= Greta Gray =

American architect and home economist (1880–1961)

Greta Gray was an American architect, home economist, and academic. She was born September 30, 1880, in Covington, Kentucky and died January 18, 1961, in Cathedral City, California. She is noted as the most progressive early writer on the domestic environment.

== Education ==
Greta Gray earned her Bachelor of Science in architecture at Massachusetts Institute of Technology in 1901. While at MIT, she was one of 24 members of Eta Sigma Mu, the first club for women students at MIT. The intention of the club was to "organize a society for the promotion of a more cordial fellow feeling among the women students for a mutual social benefit." Eta Sigma Mu, later renamed to The Cleofan, recruited members by writing to women who intended to become students over the summer months.

After completing her degree at MIT, Gray worked in the field of architecture and design for 9 years, including a year of travel and study in Europe. She then went on to complete a preparatory course in education at the State Normal School in Cheney, Washington. In 1914, she graduated from the teachers college at Columbia University with a Master of Arts. In 1926, she earned a Doctor of Philosophy in Public Health from Yale University.

== Career ==
After receiving her Master of Arts from Columbia University, Greta taught at the University of Illinois, Kansas State Teachers College, the University of Wyoming, Johns Hopkins University, Washington State University, the University of California, and Columbia University.

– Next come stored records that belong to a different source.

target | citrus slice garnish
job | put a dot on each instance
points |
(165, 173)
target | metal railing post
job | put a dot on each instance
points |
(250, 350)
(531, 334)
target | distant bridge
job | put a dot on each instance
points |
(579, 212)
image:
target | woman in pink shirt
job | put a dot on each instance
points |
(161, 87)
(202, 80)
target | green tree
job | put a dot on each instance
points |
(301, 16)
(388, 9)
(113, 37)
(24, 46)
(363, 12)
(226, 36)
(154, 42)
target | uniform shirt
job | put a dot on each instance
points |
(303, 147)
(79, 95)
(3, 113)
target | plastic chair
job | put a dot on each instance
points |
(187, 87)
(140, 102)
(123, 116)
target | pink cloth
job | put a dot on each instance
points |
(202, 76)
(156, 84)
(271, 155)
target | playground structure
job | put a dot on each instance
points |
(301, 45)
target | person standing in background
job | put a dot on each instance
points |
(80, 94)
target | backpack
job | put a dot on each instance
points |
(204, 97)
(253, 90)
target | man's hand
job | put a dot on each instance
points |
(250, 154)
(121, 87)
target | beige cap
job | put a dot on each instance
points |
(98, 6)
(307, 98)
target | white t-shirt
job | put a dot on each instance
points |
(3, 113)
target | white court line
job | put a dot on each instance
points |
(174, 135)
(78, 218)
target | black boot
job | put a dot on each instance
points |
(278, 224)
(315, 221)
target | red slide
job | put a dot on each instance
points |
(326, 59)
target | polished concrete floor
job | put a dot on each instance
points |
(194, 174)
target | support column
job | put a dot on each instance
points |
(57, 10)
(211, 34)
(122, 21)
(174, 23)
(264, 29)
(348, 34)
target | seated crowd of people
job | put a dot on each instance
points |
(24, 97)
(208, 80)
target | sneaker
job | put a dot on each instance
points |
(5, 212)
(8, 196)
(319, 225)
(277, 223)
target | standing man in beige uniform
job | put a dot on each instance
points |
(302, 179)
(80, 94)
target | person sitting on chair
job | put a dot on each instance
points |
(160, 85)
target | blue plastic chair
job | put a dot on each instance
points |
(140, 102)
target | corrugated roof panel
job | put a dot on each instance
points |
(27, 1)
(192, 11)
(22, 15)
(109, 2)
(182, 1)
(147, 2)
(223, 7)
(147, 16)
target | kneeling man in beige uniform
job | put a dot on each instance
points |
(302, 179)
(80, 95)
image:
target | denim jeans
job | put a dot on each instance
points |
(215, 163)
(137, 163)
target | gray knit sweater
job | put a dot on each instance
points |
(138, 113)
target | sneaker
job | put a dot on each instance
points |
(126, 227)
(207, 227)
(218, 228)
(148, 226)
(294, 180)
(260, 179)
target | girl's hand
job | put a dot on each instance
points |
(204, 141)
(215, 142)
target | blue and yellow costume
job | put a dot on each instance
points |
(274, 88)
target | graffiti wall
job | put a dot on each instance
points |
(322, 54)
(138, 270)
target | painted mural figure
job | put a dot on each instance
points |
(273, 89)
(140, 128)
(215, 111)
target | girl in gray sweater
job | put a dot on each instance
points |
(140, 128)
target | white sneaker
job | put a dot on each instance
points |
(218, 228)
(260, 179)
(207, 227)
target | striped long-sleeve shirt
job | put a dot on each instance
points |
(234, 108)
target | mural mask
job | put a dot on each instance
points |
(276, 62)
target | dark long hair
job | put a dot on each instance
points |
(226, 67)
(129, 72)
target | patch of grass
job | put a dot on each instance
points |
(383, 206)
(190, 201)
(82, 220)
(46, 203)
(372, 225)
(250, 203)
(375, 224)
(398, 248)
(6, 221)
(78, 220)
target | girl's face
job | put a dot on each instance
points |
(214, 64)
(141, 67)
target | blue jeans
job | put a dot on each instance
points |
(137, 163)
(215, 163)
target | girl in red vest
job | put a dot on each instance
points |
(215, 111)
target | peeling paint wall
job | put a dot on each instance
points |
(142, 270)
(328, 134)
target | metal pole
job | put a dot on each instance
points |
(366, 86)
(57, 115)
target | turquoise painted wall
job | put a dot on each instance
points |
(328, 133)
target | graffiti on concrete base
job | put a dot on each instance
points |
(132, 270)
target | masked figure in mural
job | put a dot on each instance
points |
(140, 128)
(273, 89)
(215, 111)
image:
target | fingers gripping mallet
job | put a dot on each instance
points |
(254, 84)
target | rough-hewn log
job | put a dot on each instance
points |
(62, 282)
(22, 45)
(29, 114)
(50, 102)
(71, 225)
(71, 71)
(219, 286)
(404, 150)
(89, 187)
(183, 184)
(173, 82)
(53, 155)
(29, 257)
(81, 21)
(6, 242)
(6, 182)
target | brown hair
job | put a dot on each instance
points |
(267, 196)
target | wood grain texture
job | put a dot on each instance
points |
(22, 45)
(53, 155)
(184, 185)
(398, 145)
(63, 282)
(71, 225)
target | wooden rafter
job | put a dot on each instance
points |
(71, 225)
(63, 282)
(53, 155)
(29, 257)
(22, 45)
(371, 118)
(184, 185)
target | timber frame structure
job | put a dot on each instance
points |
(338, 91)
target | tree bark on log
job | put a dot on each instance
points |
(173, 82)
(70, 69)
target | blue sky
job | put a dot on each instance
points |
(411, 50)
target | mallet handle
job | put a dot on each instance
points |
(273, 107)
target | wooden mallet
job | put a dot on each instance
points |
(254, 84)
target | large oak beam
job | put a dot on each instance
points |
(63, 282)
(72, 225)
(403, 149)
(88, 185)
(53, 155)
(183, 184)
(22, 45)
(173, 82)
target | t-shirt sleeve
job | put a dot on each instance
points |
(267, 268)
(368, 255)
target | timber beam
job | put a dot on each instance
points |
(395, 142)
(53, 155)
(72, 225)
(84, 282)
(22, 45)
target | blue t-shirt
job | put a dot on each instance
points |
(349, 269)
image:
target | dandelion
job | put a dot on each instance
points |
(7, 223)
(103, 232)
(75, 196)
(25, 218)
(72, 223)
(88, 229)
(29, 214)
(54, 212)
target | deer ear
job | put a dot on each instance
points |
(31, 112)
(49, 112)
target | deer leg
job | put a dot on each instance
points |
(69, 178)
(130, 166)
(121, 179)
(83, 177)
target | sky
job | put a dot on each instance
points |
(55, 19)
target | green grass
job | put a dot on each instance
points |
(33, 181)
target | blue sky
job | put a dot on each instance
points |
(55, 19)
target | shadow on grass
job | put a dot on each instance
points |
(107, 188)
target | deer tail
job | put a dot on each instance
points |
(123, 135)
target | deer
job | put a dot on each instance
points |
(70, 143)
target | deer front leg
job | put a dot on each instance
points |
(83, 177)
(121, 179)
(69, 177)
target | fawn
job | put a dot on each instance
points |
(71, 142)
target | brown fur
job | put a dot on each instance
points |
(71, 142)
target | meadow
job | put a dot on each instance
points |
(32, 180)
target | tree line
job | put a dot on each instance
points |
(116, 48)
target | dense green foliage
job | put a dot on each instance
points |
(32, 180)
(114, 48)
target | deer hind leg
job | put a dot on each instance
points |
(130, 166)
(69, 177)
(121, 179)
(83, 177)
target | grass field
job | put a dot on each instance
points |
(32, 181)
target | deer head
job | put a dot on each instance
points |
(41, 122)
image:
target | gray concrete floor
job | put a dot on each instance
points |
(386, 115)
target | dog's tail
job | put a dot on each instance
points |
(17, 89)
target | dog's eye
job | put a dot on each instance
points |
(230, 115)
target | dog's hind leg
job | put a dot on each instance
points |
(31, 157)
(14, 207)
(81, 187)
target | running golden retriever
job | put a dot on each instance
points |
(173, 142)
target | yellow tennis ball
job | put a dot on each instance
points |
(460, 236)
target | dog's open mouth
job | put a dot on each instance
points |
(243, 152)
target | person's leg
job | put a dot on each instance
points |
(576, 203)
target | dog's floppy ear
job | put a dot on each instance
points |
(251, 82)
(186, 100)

In 1918, Gray became Professor of Home Economics and chairman of the department at the University of Wyoming. Upon completing her Doctor of Philosophy, she became a professor at the University of Nebraska, going on to accept an associate professorship at University of California, Los Angeles (UCLA) in 1928, which she held for 21 years. She held the position of Chairman of the Department of Home Economics at UCLA for six years.

== Publications ==
During her time at UCLA, Greta published House and Home: A manual and textbook of house planning which featured an article from Richard J. Neutra. The book outlines four phases of shelter development; sanitary, economic, social, and architectural in an "elementary, and non-technical way" with the goal of further study of the subject by its readers.

Gray also published many journal articles that span the subjects of housing needs, clothing, and overall health. Perhaps the most notable of these publications is Convenient Kitchens, published by the USDA, which explores the architecture of kitchens, giving suggestions as to their design.

Among Gray's notes appears this statement:

It is difficult to find outlets for studies in family economics and other lines in which I am interested, so I have written more that is unpublished than has been published. The other day while going through my files I found a dozen or more I had not previously discarded. Among them were: 'A Thirty-Year Financial History of a Los Angeles Family' and a study of 'Consumption and Production on Small Acreage Homesteads near Los Angeles.